In reading and listening to the hymns of St Ephrem, we may seem to be a long way both from the world of the carpenter's son form Nazareth, and also from the modern church with its passionate debates on topics such as medical ethics or human sexuality. I return to the question of whether Ephrem can help us understand both of these worlds.


I suggest that he can help us gain a sense of how Jesus thought and how he approached Scripture. His teaching is full of images and objects which show us something of God's nature. He called them parables. Ephrem called them metaphors. But they have the same character of taking an example of everyday objects and experience and then reflecting on them to get a glimpse of something of God's nature and action. Verses of Scripture are also used in a similar way in the Gospels. They do not become definitions or binding laws, but are used to help the listener to reach out towards God. Take familiar words from St Matthew's account of the Sermon on the Mount. People used to say 'thou shalt not kill' - here is the text of Scripture - but I say to you - and in contrast Jesus invites his hearers to think further and in new ways of total generosity of God and of how we must be constantly going further avoiding even angry words and thoughts. Parables and teachings - all are used to help us reach out towards the God who has reached out to embrace us.

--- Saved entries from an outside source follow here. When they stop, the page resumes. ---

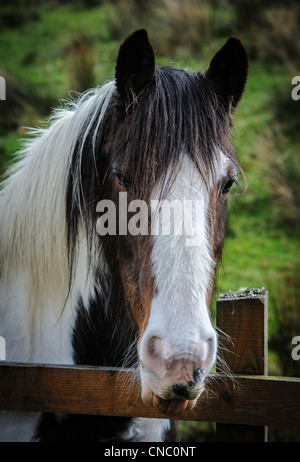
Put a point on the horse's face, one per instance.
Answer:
(168, 273)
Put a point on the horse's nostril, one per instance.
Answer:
(198, 375)
(180, 390)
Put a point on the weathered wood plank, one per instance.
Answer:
(245, 320)
(250, 400)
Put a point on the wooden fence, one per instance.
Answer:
(243, 408)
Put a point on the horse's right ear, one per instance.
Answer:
(135, 67)
(228, 71)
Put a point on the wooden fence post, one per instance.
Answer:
(245, 320)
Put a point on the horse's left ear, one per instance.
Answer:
(135, 67)
(228, 71)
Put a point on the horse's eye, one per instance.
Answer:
(121, 179)
(226, 185)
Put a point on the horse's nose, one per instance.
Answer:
(184, 390)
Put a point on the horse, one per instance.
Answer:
(75, 291)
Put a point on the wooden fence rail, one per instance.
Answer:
(250, 399)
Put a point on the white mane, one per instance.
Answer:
(34, 273)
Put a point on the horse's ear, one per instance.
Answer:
(135, 67)
(228, 71)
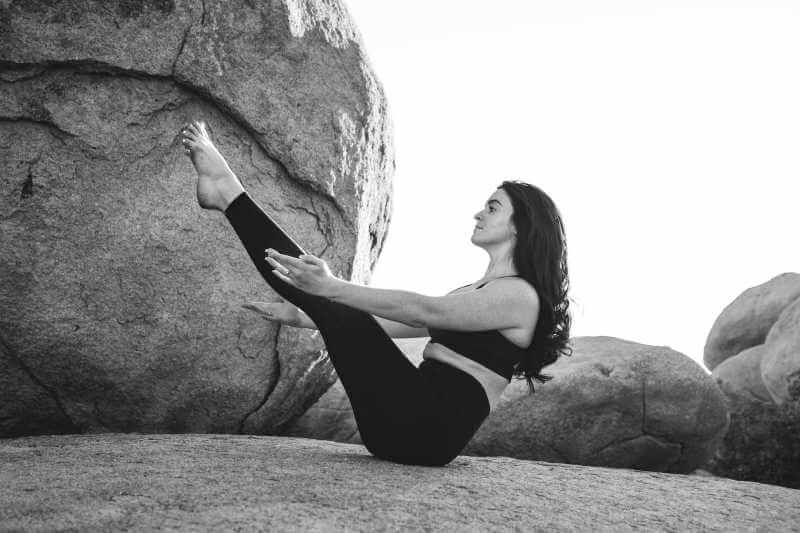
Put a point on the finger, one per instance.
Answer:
(282, 268)
(280, 276)
(188, 134)
(288, 259)
(201, 127)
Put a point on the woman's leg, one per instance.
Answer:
(387, 394)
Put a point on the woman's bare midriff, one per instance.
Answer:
(494, 384)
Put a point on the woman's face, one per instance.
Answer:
(493, 222)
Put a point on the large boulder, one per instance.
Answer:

I also think that Ephrem's use of Scripture provides a salutary reminder to us. Today we are in the midst of a bitter debate about homosexuality. It is easy to take a few verses to act as a support for whatever position - conservative or liberal - which we are sympathetic with, and to use these texts as an unanswerable proof. Ephrem's hymns show us another way. Scripture is not there as a resource for us to use to defend any view which we might hold - rather it is there to constantly question, challenge, excite and transform us. Scripture also should not be use to divide us one form another but to evoke our wonder at the richness and variety of Christian experience. It doesn't give definitions or answers. Rather it helps us worship and enjoy the wonder of the presence of the God who meets us in his world, his words and the person of Christ.




Note: the translations of the poems of Ephrem are taken from a study by Sebastian Brock, The Luminous Eye (Kalmnazoo Michigan 1985).